Let’s put in the numbers as reported in the FY25 annual report:

  • Gross Asset Value (GAV): Rs.611,632 million.
  • Other Assets: Rs.50,244 million.
  • Other Liabilities: Rs.62,632 million.
  • Gross Debt: Rs.198,073 million.
  • Number of Units: Approximately 947.89 million shares.

So, the NAV comes out as:

= Rs.611,632 million + Rs.50,244 million – Rs.62,632 million – Rs.198,073 million) / 947.89 million share

= Rs.401,171 million / 947.89 million units = Rs.423.22 per share.

This NAV per unit of Rs.423.22 gives us an estimate of the intrinsic value of each Embassy REIT shares, derived directly from the detailed DCF valuation of its underlying assets.

At present, the Embassy REIT’s stock is trading at a price of Rs.389.21 per share. From this perspective, we can say that the Embassy REIT is trading at an undervalued price at a discount of about 7.8%

3.3 Future Growth Rate For Embassy REIT’s Business

In the annual report, the company has projected the future income each property is expected to generate.

This projection is usually done in two parts:

  • Short-term detailed forecasts: They estimate specific cash flows for a certain number of years (e.g., 10 years).
  • Long-term “forever” growth (Terminal Value): After this detailed forecast period, they assume that the property’s income will grow at a stable, sustainable rate indefinitely into the future (read about sustainable growth rate here). This is known as the perpetual or terminal growth rate.

This “forever” growth rate isn’t directly stated in the report. But we can estimate it mathematically taking reference of the two key rates:

  • Discount Rate (WACC): This is the rate used to bring all future cash flows back to today’s value. It reflects the overall cost of funding for the properties. For Embassy REIT’s main completed/operational commercial office properties, this is 11.75%.
  • Capitalization Rate (Cap Rate): This rate is used to convert the last year’s projected stable income into a “terminal value” that represents the property’s worth beyond the detailed forecast period. For Embassy REIT’s commercial office properties, a common Cap Rate used is 8.00%.

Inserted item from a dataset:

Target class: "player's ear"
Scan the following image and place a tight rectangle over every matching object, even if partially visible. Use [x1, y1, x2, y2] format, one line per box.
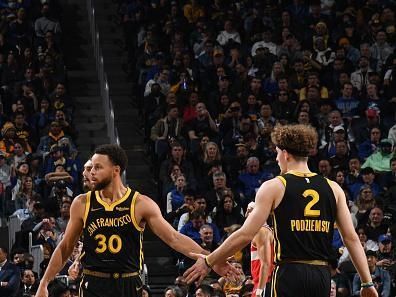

For easy understanding, think of the relationship as represented in the formula

Perpetual Growth Rate (g) = Discount Rate (WACC) – Capitalization Rate (Cap Rate)

Using the figures for Embassy REIT’s core commercial office assets, which represent a significant 93% of their Gross Asset Value:

g = 11.75% (WACC) – 8.00% (Cap Rate) = 3.75%

Now, I think, it is essential for me to paraphrase what is 3.75%?

It represents sustainable long-term growth rate that Embassy REIT’s core income-generating properties can achieve over an extended period. It’s the rate assumed for their cash flows to grow “forever” after the initial detailed projection period in the DCF model.

Conclusion

The annual report highlights that the independent valuer’s work is based on internationally accepted valuation standards and SEBI (REIT) Regulations.

It’s also worth noting that the manager is aiming for double-digit growth in Net Operating Income (NOI) and distributions in FY2026. This will contribute to future intrinsic value build-up.

This clearer picture of how Embassy REIT’s intrinsic value is assessed and what factors contribute to it. It’s always insightful to look beyond just the market price and understand the fundamental value of your investments.

Have a Happy investing, and keep reading.